A survey conducted by the Institut für Demoskopie Allensbach and published in the Frankfurter Allgemeine Zeitung, demonstrated that only 18% of those questioned felt they could express themselves freely in a public space.
A dismal number for a western democracy, but what might be even more shocking is that only 31% of those questioned reported they could speak freely and openly, even regarding controversial topics, among friends.
A mere 17% of people felt comfortable expressing their view on the internet.
The survey also found that two-thirds of participants considered the politically-correct demands on speech so severe that it actually impeded their ability to communicate, especially when it came to interacting with foreigners, immigrants, and German citizens borne of immigrant parents.
In the experiences of 34% of those polled, freedom of speech in Germany is confined to only the smallest of social circles – close friends or family members. 41% claimed over-exaggerated political correctness was the culprit for the worsening protections on speech.

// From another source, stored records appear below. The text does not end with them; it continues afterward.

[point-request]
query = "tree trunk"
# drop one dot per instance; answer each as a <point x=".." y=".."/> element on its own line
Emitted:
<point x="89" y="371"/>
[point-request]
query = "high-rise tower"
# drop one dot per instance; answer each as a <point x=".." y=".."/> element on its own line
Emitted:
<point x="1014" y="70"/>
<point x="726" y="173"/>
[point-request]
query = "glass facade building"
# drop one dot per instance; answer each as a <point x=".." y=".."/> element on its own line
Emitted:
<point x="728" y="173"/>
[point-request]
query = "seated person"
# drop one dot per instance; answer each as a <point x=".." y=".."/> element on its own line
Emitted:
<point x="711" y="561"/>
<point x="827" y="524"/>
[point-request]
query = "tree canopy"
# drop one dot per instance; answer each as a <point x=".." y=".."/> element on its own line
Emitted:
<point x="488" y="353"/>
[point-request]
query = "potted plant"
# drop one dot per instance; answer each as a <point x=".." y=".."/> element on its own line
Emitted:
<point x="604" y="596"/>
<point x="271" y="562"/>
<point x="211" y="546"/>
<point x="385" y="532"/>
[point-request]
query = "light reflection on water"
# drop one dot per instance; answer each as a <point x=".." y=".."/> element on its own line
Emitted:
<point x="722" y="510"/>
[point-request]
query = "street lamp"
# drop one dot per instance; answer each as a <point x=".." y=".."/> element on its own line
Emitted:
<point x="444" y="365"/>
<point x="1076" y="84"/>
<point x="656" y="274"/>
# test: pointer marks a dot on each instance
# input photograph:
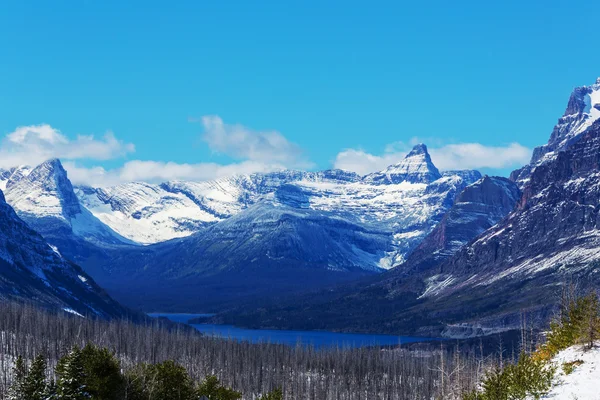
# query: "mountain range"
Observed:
(409, 249)
(31, 270)
(490, 280)
(214, 243)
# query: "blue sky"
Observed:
(201, 89)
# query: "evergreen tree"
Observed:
(17, 389)
(71, 377)
(213, 390)
(103, 378)
(35, 383)
(50, 393)
(276, 394)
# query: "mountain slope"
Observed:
(378, 303)
(30, 270)
(583, 109)
(408, 198)
(44, 198)
(295, 232)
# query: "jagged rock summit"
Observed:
(416, 167)
(33, 271)
(583, 109)
(44, 198)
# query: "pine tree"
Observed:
(50, 393)
(103, 378)
(35, 383)
(71, 377)
(212, 389)
(276, 394)
(17, 389)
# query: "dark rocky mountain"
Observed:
(383, 302)
(516, 267)
(257, 235)
(32, 271)
(268, 250)
(416, 167)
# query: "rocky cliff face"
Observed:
(32, 271)
(415, 168)
(583, 109)
(390, 302)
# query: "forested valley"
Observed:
(69, 357)
(53, 355)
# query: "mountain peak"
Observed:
(418, 149)
(416, 167)
(47, 181)
(583, 110)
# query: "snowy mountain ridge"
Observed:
(44, 198)
(31, 270)
(407, 199)
(583, 109)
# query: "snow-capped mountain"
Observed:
(415, 168)
(265, 232)
(583, 109)
(44, 198)
(149, 213)
(32, 271)
(407, 199)
(515, 267)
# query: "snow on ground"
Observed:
(71, 311)
(581, 384)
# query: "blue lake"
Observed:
(292, 338)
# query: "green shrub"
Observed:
(569, 367)
(213, 390)
(528, 377)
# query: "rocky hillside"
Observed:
(32, 271)
(382, 303)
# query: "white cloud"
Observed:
(241, 142)
(158, 171)
(445, 157)
(36, 143)
(257, 151)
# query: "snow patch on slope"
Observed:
(582, 383)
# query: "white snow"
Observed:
(581, 384)
(71, 311)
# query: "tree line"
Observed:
(147, 360)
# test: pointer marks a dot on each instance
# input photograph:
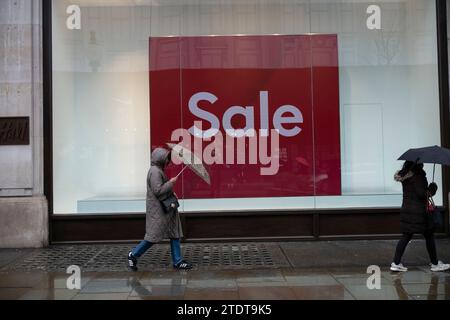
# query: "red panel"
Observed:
(235, 70)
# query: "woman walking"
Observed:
(159, 224)
(413, 214)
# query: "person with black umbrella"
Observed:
(416, 192)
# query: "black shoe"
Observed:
(183, 265)
(132, 262)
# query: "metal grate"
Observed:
(113, 257)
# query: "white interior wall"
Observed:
(101, 117)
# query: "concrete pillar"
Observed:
(23, 207)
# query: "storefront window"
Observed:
(348, 86)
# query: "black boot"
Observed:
(132, 262)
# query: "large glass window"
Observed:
(351, 85)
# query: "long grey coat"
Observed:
(160, 225)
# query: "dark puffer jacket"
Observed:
(415, 195)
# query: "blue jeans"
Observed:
(175, 250)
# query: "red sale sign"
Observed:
(264, 108)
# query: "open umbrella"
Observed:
(434, 154)
(191, 161)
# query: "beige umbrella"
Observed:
(191, 161)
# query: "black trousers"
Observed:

Existing hate speech and other censorship laws in Germany have also extended to the internet. In late 2016, the German government wanted to pass legislation that would fine Facebook 500,000 euros for every story flagged as fake news which remained on the internet platform for more than 24 hours after being reported and investigated.
In the book which saw him win the Nobel Prize for Literature, The Gulag Archipelago, Russian military officer turned political prisoner and author, Alexander Solzhenitsyn outlines in the first chapter titled “Arrest” the process with which the Soviets broke down the ability of the Russian intelligentsia to speak freely.
Along with laws against dissent and the monopoly on power to enforce them, the Bolsheviks main weapon was fear and uncertainty. Famously, Solzhenitsyn says 1 of every 3 members of the ordinary Russia family were paid government informants, thereby creating a curtain of fear under which there was no place to safely speak out against Stalin’s terrible regime.
German citizens are not being shot dead by commissars, but on the other hand, if the threat of losing one’s job or becoming ostracized as a public voice prevents the exercise of free speech, then one would think dangerous road is being tread.
On the other hand, there are some well-supported politicians who consider this the first step towards a freer society. During a visit to the U.S. in April of last year, French President Emmanuel Macron suggested that the United States should follow the European model for hate speech and fake news, claiming that the erosion of our democracies comes first and foremost at the hands of “corrupt information”.
From a sociological standpoint however, the German people seem to feel they can’t express themselves in most situations, which corrupts information in a different way.